Durban University of Technology has stepped up security around its city campus after an increase in the number of attacks and student muggings. Students have fallen prey to muggings in the park across from the campus. Picture: Siyanda Mayeza

Durban - Security has been beefed up at the Durban University of Technology’s (DUT) city campus after whoonga addicts were blamed for a spike in attacks and muggings on students in the area.

DUT’s senior director of corporate affairs, Alan Khan, said last week they were deeply concerned by the overall risk to students, staff and visitors at the city campus.

Khan said they had been negotiating with eThekwini Municipality about securing reliable, safe parking close to the city campus because many students had been robbed of their belongings after walking out of the grounds.

“The Durban University of Technology has bolstered its security presence in the area (around the campus) and, in particular, at the entrances and exits to the campus,” Khan said.

“We have also introduced a security response vehicle at the city campus; however, we are still reliant on the SAPS and the metro police patrolling the immediate vicinity of the city campus, as students walk to their residences on the Berea as well as to the bus and taxi ranks in the vicinity,” Khan said.

Some students have resorted to asking the campus security guards to walk them off the grounds to the furthest point from where the addicts have settled.

Students said they feared the vagrants and whoonga addicts who had moved to nearby Botha Park in King Dinuzulu (Berea) Road from under the M4 South bridge and Margaret Mncadi Avenue (Victoria Embankment) a few months ago.

Nomfundo Xolo, a journalism B-Tech student at the campus, said she had been in a number of confrontations with the vagrants who occupy the park, but had emerged unscathed.

Xolo said she was almost the victim of a mugging on Tuesday but was able to ward off her attackers with a can of pepper-spray her mother had given her before she came to Durban to further her studies.

She said she was with a friend less than 200 metres from the campus when she was followed by about four men.

“One of them came from behind and tried to grab me on my neck, but I took (my spray) out my bag and sprayed it on them,” she said.

“They ran away without our valuables.”

However, not every student has self-defence weapons and some have fallen prey to crime.

Pinky Radebe, an interior design student, was mugged by four vagrants after leaving campus on the evening of Friday, June 6.

Paralysed by fear, the 27-year-old said she had been unable to scream for help.

“One of them grabbed my arm and twisted it while the other one took my bag and went through it.

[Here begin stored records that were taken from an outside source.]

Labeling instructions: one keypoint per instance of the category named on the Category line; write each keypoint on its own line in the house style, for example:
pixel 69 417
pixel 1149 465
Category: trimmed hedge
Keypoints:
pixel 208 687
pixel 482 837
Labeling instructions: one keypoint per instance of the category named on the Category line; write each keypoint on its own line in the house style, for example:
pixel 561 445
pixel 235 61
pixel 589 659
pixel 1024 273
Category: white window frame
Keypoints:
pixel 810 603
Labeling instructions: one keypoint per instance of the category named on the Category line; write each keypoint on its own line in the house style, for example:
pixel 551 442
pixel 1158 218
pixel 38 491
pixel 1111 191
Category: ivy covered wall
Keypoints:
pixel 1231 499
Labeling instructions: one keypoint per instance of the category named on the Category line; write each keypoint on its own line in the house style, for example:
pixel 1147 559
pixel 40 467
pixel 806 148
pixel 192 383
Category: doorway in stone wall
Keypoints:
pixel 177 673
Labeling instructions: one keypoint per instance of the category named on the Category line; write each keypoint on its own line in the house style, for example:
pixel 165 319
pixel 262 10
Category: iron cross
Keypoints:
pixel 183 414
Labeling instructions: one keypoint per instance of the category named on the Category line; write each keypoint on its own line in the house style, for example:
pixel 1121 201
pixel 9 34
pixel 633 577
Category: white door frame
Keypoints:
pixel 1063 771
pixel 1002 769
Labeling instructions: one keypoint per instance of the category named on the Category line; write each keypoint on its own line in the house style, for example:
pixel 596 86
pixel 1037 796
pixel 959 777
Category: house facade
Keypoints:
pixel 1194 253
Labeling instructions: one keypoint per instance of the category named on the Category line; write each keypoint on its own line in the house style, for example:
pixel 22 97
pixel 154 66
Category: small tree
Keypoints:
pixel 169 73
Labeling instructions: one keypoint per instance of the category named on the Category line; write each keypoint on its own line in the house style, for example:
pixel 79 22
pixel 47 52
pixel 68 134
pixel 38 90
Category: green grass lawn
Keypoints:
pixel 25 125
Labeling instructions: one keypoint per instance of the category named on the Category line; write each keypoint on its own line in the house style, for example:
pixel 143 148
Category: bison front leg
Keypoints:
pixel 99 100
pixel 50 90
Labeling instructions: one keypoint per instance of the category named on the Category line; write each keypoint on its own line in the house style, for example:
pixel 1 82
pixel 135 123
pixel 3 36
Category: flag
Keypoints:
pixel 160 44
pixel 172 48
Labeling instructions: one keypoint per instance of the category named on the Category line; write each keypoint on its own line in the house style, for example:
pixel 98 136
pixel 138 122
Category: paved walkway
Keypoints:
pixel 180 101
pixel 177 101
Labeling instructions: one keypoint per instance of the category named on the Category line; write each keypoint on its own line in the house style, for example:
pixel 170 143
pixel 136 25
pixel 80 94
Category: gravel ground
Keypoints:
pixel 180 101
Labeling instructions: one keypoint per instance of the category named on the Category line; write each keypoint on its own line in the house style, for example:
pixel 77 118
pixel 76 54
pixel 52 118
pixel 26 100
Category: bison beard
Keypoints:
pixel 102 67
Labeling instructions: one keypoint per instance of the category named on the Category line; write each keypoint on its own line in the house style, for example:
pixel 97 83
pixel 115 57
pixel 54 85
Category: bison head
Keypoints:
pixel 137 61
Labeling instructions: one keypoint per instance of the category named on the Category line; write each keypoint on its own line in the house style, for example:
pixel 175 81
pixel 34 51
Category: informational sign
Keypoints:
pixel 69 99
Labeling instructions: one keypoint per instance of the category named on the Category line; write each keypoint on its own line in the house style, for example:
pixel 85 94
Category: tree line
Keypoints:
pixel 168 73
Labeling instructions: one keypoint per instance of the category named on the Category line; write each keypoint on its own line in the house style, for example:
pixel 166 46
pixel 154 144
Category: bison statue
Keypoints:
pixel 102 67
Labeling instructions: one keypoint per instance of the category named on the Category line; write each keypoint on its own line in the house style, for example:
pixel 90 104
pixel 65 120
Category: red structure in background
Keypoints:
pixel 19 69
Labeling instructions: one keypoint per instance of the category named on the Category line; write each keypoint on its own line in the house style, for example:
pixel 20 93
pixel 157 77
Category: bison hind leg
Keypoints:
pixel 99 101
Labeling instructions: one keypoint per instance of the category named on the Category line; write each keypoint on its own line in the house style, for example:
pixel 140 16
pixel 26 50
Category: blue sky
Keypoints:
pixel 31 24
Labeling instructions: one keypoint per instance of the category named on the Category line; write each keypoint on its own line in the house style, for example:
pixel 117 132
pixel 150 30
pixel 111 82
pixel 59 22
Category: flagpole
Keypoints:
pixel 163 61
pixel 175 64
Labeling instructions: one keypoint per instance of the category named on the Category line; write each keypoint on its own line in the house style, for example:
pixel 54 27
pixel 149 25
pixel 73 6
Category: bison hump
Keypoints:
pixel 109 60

They demanded I give them my money and whatever else I had after they found the two phones in my bag. But I didn’t have anything else of value on me and that’s when they ran off,” she said.

The park has been at the centre of a number of recent clashes.

On Monday, angry residents of the Dalton Road Hostel, in Umbilo, attacked vagrants and whoonga addicts whom they have blamed for spiralling crime in the city.

“Although I would not say it was the hostel dwellers that attacked them, but they do not get along with those boys,” said a tuck shop owner at the hostel who identified herself as MaMthembu.

“We don’t want them anywhere near this area, and they have since not come around,” she said.

Last month, two people were shot during a vigilante attack by Mayville residents who went to retrieve stolen property.

The residents had abducted a man they had found at 3am in Mayville. The man admitted to the Daily News that he had been doing “bad things”.

After allegedly beating the man, the vigilantes had gone to the park to retrieve their goods. During an altercation, two people were shot.

Police arrested the alleged vigilantes.